Which isn't good enough,
my brain whispered.
    “No doubt she does, but that’s not helping me, and it’s not helping you, either. If we got together, we could help each other, and help your dear mamma, and even help darling Hotspur, too.”
    I rolled back over and stared up at Val’s looming head. The coldfire burned purple in his eyes, like sparks of light deep in a black well. His lips were a faint shade of lavender, like very pale blueberries. He cocked his head and grinned at me, very sweet.
    “What do you mean, help Mamma and Poppy?” I asked.
    “You know,” he said, “I remember the night the First Flora was born. It was strange weather. First came huge rain, then loud thunder, then an earthquake. An omen, don’t you think? The First Flora was a stubborn little thing, and she was not going to come out. Such screaming and shouting and rushing to and fro, and, ah, the blood—I was never so strong, I think, as I was that night. Your mamma almost died. And you know why she didn’t?”

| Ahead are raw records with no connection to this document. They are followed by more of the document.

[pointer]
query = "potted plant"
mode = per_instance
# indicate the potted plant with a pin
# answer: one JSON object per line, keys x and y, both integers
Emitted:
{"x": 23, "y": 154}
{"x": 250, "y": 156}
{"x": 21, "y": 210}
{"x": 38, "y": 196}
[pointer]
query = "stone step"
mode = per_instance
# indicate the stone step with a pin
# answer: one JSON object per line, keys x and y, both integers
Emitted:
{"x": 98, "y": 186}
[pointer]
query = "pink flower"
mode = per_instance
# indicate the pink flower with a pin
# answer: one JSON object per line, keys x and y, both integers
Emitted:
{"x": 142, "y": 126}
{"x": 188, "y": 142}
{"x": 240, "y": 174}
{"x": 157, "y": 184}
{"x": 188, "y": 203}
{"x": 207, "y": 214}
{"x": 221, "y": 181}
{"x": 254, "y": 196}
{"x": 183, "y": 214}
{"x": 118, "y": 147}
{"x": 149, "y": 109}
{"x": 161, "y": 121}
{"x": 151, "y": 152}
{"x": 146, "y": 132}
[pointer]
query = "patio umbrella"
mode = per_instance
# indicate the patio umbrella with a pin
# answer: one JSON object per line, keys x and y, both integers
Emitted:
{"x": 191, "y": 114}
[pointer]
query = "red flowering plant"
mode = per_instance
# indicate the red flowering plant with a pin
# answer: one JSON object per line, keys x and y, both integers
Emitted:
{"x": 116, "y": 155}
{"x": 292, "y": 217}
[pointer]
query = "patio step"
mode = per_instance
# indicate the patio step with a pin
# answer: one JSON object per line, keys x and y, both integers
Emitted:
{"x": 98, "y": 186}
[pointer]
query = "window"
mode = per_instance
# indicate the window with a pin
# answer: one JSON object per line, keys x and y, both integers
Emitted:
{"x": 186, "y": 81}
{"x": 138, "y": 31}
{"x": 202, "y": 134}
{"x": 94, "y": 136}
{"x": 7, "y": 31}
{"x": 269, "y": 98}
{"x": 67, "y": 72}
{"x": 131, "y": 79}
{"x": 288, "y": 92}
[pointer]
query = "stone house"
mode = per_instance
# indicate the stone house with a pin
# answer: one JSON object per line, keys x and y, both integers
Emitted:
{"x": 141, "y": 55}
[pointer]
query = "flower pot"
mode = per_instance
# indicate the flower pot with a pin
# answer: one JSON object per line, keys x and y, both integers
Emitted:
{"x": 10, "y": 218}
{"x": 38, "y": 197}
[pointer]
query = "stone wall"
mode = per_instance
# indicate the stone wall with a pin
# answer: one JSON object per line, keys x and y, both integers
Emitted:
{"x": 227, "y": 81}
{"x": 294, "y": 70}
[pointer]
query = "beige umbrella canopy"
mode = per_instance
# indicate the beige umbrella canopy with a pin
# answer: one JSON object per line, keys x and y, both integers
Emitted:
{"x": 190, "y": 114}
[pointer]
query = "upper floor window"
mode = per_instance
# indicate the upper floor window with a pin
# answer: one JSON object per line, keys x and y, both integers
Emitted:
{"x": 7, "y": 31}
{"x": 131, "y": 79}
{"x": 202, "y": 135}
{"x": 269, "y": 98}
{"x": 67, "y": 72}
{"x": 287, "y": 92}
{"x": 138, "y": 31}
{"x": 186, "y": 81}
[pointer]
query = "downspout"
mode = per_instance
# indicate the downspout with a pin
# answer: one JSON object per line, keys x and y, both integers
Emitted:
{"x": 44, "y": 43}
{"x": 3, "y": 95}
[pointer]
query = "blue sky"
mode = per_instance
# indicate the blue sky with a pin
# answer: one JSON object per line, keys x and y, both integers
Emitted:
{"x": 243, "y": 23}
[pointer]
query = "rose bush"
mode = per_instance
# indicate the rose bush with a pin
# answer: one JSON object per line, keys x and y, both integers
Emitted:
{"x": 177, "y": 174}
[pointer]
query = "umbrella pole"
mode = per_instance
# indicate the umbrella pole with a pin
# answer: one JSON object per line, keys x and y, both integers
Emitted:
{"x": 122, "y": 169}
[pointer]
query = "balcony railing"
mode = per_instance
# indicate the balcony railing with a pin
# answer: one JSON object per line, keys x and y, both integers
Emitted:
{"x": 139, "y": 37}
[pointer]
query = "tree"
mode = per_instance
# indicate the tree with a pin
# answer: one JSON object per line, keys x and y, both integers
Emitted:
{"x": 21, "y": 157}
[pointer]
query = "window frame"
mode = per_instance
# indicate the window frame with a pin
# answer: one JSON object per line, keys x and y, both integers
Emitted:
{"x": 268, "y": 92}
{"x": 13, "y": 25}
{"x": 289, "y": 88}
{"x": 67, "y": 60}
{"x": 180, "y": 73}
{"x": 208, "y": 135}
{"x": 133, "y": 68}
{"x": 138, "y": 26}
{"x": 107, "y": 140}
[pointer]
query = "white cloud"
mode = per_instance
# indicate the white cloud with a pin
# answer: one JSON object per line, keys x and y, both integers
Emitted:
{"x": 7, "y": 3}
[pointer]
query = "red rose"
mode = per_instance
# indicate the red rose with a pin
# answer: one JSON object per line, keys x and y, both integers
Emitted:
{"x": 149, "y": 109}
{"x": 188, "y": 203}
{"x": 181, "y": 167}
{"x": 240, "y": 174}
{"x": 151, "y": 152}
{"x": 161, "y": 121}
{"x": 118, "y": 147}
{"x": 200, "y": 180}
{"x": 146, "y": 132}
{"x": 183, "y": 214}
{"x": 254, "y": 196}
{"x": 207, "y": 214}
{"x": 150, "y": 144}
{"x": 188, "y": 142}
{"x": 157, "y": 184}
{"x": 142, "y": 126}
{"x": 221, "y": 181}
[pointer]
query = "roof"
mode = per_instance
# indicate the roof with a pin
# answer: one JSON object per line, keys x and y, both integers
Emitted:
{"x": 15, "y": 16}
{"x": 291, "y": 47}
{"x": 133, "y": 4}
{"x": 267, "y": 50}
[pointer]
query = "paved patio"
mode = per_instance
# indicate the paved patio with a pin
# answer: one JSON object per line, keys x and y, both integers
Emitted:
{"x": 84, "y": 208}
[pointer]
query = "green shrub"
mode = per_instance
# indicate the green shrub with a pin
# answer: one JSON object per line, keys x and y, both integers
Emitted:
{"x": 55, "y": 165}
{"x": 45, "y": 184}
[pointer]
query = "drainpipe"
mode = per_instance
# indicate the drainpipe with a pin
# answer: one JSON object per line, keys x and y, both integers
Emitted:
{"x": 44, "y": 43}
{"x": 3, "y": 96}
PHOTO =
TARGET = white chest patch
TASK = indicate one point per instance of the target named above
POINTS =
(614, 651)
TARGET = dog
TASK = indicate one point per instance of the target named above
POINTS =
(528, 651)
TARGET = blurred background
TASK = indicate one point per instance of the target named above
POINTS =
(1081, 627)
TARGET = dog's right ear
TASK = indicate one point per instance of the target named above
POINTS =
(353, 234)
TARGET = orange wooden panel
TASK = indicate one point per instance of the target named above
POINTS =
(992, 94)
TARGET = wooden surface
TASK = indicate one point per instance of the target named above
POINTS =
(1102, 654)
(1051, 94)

    I shook my head. Mamma never speaks of the First Flora.
    Val looked smug. “Your father wasn’t there, or I suppose he would have tried to help her, being a great one with the knife, Hotspur, always hoping to find something or someone to carve up. Your mamma was spewing blood and her eyes were growing dark. A doctor could not have helped her. But for me, for Valefor, what is a truculent baby and a dying mother? I just reached right in with one slender hand and I took a hold of that bad little girl’s feet and she popped like a cork out of a bottle. Flora knew she’d met her match in me and there was no more insolence from her, I tell you.”
    “You are so full of hoo,” I said. “Anyway, so what?”